The key factor influencing the rating change is the significant decrease in share price since January. While the company’s operations remain steady, the previous elevated share price hindered investment. The revised valuation incorporates recent data while maintaining a conservative approach, with a 15% margin of safety. The current share price aligns closely with the updated price target of $58.

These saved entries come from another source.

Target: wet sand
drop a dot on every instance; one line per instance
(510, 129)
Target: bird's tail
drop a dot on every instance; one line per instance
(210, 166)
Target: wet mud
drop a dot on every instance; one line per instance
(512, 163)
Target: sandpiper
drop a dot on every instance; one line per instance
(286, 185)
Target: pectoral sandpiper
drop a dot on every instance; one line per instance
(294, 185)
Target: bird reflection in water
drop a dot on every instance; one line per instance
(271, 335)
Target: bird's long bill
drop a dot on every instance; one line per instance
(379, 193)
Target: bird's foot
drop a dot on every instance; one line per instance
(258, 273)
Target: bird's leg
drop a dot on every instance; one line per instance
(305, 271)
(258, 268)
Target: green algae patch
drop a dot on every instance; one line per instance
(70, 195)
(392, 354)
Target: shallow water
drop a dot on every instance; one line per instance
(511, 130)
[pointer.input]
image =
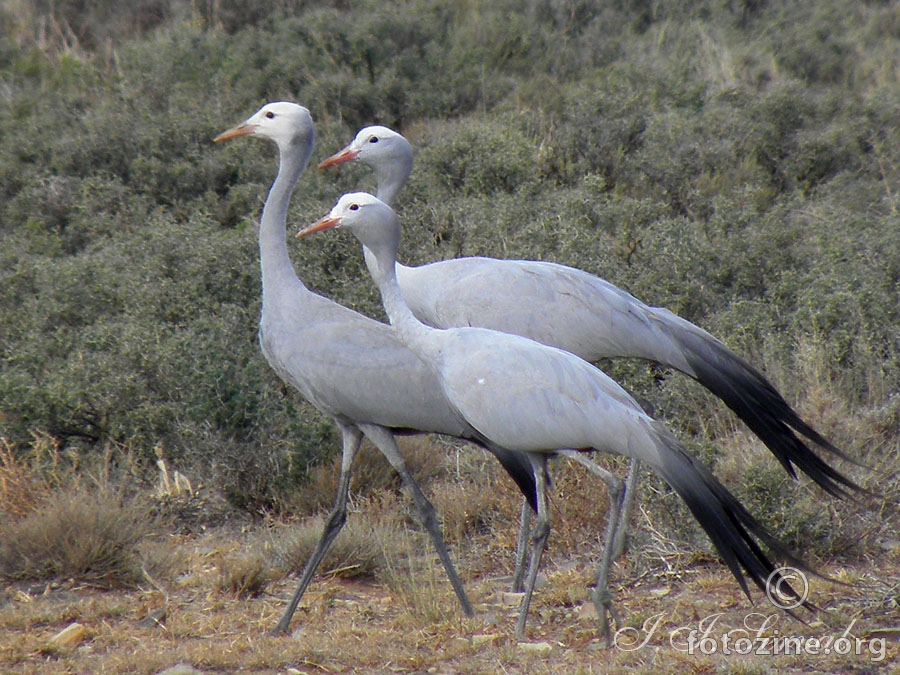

The short-term risk involves prolonged negative sentiment causing further stock price depreciation. However, the current low price may present an opportunity to average down. Uncertainty surrounds the new CEO’s ability to navigate PayPal’s business, and maintaining active accounts may become challenging if competitors offer cheaper, more user-friendly alternatives. Additionally, macroeconomic headwinds and interest rate fluctuations may impact stock prices.

Closing Thoughts

Surpassing conservative estimates within eight months was unexpected. Despite lingering negative sentiment, PayPal’s robust financials, consistent share buybacks, and future growth potential indicate long-term rewards. Patiently weathering volatility may result in even lower stock prices. Opening a small position is part of the plan, with hopes of capitalizing on future growth opportunities, similar to the success of Meta (META) after trading at a low PE ratio.